= Eugen Lindner =

German composer

Eugen Lindner (11 December 1858 in Leipzig – 12 November 1915 in Weimar) was a German composer, notably of opera. A friend of Richard Strauss and Gustav Mahler, he was an important figure in musical scene in Weimar before the First World War. Lindner's earlier career was spent in Leipzig, where his recently completed opera Ramiro was first staged in September 1886 at the Neues Stadttheater, with Mahler conducting in his own first season there.

==Biography==
Lindner was a pupil of Edmund Abesser and Gustav Kogel for the piano; of Volck and Friedrich Stack in composition and of Franz Götze in singing and, at the age of twenty, became a chorus master in his home town.
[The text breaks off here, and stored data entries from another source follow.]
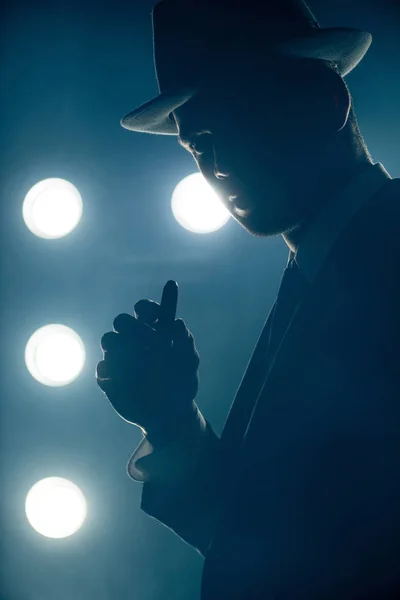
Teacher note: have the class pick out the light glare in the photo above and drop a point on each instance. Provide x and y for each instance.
(196, 206)
(52, 208)
(55, 507)
(55, 355)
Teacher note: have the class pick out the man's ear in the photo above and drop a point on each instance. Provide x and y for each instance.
(334, 101)
(324, 99)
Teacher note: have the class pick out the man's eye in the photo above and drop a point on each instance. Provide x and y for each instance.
(194, 148)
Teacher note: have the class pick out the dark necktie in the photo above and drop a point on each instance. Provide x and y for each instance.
(291, 291)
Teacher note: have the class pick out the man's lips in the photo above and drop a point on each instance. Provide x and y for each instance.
(242, 206)
(231, 187)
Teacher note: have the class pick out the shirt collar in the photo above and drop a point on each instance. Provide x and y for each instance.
(330, 221)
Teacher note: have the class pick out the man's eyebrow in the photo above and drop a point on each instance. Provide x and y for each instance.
(183, 142)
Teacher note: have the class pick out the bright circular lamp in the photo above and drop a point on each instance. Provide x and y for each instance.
(55, 507)
(52, 208)
(55, 355)
(196, 206)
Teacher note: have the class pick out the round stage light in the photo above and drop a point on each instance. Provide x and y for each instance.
(52, 208)
(196, 206)
(55, 355)
(55, 507)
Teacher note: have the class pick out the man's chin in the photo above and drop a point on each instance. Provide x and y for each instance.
(260, 224)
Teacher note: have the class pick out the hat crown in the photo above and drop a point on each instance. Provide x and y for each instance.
(190, 37)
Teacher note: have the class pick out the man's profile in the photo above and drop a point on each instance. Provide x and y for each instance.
(299, 497)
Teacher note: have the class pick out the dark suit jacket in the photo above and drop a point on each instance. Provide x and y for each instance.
(300, 499)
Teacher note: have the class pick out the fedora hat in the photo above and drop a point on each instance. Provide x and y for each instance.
(193, 38)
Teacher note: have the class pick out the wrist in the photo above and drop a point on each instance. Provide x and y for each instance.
(165, 432)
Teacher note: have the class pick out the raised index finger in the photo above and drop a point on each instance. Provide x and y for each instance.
(168, 306)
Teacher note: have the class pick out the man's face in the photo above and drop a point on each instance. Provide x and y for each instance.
(251, 146)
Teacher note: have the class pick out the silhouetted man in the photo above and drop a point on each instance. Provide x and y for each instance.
(300, 496)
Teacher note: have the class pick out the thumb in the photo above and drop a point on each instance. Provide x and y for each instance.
(180, 333)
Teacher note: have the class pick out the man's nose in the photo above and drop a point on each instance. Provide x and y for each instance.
(220, 171)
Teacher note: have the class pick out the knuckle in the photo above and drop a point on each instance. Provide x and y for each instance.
(122, 322)
(107, 340)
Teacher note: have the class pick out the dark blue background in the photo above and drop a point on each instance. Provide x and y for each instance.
(69, 71)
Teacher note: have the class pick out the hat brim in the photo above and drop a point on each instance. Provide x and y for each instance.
(341, 45)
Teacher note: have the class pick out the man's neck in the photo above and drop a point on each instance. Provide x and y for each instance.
(327, 186)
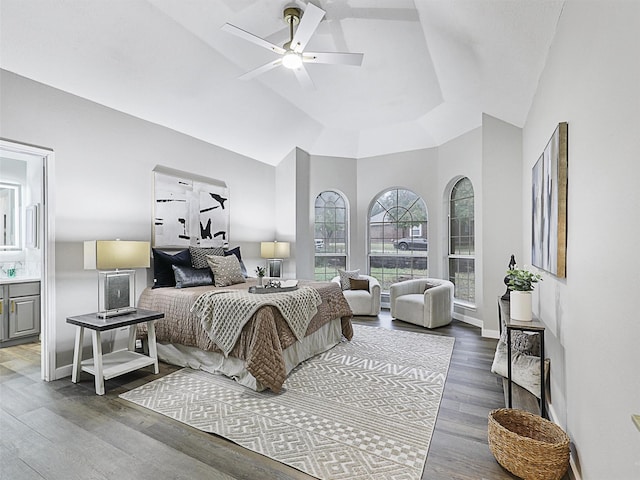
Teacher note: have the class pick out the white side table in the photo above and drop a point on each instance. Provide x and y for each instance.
(104, 367)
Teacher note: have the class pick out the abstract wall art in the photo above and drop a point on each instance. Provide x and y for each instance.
(549, 205)
(189, 210)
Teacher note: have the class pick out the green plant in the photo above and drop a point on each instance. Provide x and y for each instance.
(522, 280)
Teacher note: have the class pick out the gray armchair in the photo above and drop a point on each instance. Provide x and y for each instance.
(363, 302)
(427, 302)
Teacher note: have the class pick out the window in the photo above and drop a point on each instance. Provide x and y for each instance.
(330, 242)
(398, 237)
(462, 241)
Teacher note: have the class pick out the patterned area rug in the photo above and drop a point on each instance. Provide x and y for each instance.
(365, 409)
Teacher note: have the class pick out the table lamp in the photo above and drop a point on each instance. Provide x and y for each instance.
(274, 252)
(115, 261)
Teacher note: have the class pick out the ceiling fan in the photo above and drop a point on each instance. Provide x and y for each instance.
(292, 54)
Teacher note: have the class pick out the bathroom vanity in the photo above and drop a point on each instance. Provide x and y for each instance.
(19, 311)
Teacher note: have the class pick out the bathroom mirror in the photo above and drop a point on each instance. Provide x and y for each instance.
(9, 216)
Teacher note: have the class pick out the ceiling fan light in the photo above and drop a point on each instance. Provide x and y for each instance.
(292, 60)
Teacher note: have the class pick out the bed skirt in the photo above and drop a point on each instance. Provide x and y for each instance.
(323, 339)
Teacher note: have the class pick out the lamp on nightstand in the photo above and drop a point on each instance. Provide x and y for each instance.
(115, 261)
(274, 252)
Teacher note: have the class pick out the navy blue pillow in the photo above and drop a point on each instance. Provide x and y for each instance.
(192, 277)
(236, 252)
(163, 275)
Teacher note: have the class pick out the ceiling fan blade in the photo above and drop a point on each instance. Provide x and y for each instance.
(303, 77)
(337, 58)
(227, 27)
(308, 23)
(260, 70)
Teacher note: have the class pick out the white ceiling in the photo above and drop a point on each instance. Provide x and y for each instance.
(430, 68)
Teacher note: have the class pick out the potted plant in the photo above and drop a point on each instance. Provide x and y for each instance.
(260, 271)
(521, 283)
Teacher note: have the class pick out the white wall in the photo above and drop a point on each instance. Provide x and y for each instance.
(103, 183)
(417, 171)
(501, 210)
(592, 81)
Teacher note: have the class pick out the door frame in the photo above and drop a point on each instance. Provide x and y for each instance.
(47, 274)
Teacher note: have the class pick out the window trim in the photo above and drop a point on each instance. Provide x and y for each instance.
(396, 253)
(346, 224)
(461, 301)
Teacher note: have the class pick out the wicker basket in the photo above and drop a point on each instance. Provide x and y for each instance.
(527, 445)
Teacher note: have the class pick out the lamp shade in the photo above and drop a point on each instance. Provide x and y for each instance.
(114, 254)
(274, 249)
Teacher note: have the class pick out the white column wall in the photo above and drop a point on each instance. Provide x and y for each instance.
(592, 81)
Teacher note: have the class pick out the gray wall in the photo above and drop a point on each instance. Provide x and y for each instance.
(592, 81)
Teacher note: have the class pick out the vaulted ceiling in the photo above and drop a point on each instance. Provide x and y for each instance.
(430, 68)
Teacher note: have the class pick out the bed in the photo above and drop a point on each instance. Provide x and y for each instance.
(266, 348)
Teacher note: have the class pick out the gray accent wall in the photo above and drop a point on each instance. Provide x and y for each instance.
(103, 185)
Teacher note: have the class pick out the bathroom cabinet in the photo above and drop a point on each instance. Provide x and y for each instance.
(19, 312)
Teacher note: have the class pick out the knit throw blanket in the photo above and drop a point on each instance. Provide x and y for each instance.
(223, 314)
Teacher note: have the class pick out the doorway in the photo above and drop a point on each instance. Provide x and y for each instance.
(30, 254)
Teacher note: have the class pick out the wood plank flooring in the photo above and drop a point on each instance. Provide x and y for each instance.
(60, 430)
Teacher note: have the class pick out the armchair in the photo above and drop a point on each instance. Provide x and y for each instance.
(427, 302)
(363, 302)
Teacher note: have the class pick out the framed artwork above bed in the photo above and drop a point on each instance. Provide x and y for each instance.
(189, 210)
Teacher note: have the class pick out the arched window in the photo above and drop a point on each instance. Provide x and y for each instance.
(398, 243)
(330, 235)
(462, 241)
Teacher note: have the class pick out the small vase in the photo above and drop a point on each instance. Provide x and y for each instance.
(520, 306)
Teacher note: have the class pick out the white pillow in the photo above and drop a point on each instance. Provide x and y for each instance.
(346, 276)
(226, 270)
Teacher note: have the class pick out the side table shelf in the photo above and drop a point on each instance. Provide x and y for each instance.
(110, 365)
(533, 326)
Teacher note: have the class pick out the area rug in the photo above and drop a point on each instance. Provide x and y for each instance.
(365, 409)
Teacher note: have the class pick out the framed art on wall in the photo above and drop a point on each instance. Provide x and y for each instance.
(549, 205)
(189, 210)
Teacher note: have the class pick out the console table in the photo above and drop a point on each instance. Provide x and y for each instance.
(533, 326)
(104, 367)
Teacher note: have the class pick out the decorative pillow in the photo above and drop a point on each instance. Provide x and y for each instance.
(429, 285)
(236, 252)
(346, 276)
(199, 255)
(226, 270)
(359, 284)
(192, 277)
(162, 272)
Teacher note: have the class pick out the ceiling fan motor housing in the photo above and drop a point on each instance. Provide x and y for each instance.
(292, 15)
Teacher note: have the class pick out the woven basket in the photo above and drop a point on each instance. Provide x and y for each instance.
(527, 445)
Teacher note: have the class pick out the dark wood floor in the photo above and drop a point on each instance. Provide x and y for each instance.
(61, 430)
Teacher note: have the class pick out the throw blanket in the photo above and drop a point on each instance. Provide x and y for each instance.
(223, 314)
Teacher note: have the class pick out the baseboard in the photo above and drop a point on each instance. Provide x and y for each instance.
(490, 333)
(63, 372)
(476, 322)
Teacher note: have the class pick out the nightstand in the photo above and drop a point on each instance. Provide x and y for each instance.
(104, 367)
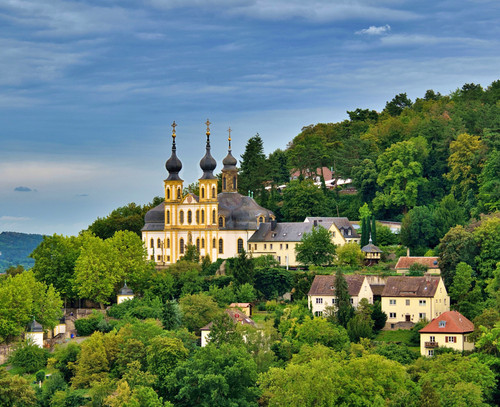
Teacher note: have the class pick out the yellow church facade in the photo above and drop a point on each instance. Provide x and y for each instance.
(218, 224)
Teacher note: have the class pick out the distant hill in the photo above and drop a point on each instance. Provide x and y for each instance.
(15, 249)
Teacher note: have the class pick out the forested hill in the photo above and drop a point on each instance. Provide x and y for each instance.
(15, 249)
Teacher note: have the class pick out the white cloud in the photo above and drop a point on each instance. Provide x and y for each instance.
(373, 30)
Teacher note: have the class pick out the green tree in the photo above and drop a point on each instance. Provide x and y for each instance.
(224, 377)
(253, 166)
(302, 199)
(465, 163)
(345, 311)
(400, 175)
(316, 247)
(197, 311)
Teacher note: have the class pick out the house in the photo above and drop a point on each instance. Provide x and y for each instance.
(451, 330)
(280, 239)
(237, 316)
(404, 263)
(322, 292)
(407, 300)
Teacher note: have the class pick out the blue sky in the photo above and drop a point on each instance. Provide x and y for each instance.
(88, 89)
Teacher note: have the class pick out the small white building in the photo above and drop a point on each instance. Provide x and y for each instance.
(322, 292)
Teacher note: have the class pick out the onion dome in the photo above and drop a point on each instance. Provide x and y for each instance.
(173, 164)
(229, 162)
(208, 163)
(35, 326)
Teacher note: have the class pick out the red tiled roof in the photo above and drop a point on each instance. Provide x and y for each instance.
(325, 285)
(455, 323)
(406, 262)
(403, 286)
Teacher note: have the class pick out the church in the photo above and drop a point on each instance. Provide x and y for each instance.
(218, 224)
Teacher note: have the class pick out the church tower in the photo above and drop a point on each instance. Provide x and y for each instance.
(208, 184)
(173, 184)
(229, 172)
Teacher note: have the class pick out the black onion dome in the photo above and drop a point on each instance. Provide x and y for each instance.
(208, 163)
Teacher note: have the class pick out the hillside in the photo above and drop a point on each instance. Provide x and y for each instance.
(15, 249)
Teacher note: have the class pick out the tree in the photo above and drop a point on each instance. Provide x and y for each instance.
(345, 310)
(302, 199)
(465, 163)
(224, 376)
(349, 254)
(396, 106)
(316, 247)
(458, 245)
(418, 230)
(400, 174)
(55, 259)
(253, 166)
(197, 311)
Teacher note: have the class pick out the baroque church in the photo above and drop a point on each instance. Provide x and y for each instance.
(218, 224)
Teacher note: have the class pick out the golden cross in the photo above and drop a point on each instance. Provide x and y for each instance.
(174, 125)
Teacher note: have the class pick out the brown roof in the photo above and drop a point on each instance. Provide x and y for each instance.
(325, 285)
(406, 262)
(454, 323)
(403, 286)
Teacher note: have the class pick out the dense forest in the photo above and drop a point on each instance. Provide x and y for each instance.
(432, 163)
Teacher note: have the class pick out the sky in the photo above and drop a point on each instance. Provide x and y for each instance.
(89, 88)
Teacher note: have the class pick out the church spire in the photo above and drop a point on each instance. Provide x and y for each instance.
(208, 163)
(173, 164)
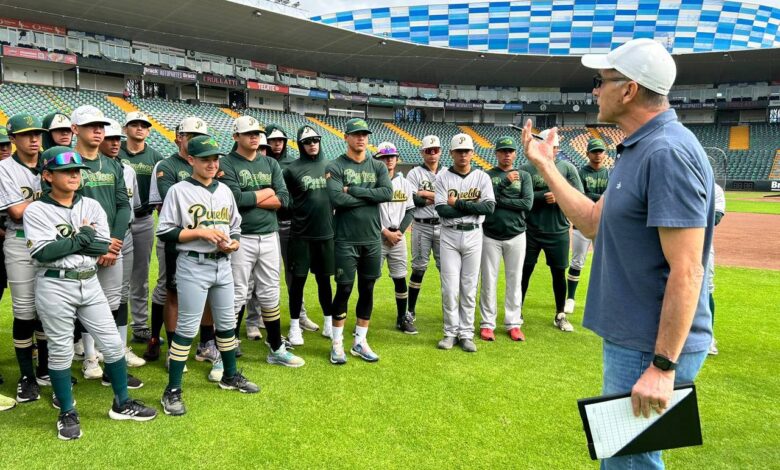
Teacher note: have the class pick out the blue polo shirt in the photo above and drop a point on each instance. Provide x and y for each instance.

He quickly allied himself stylistically with Wagner and began to conduct Wagner's works. He was also in demand as a singer and as a singing teacher but began to turn his attention more and more to composition. Eventually he was nominated as a Court (Imperial) Professor of Music in Weimar.

Other works include the operas Der Meisterdieb (The Master Thief) (1889), to a libretto by Gustav Kastroff and the composer after Arthur Fitger's poem, and the unstaged opera Eldena. He produced many songs (over sixty, some with orchestral arrangements) for voice and piano in a romantic and dramatic, sometimes declamatory style, using post-Wagnerian harmony, mostly published by the Hermann Seemann Nachfolger Verlag to texts by such poets as Carl Busse, Ada Negri, Otto Roquette and Primnce Emil zu Schönaich-Carolath, whose almost exact contemporary he was.

Lindner was sometimes attracted to exotic or eastern subjects, typified by the short song cycle "Lieder des Saidjah".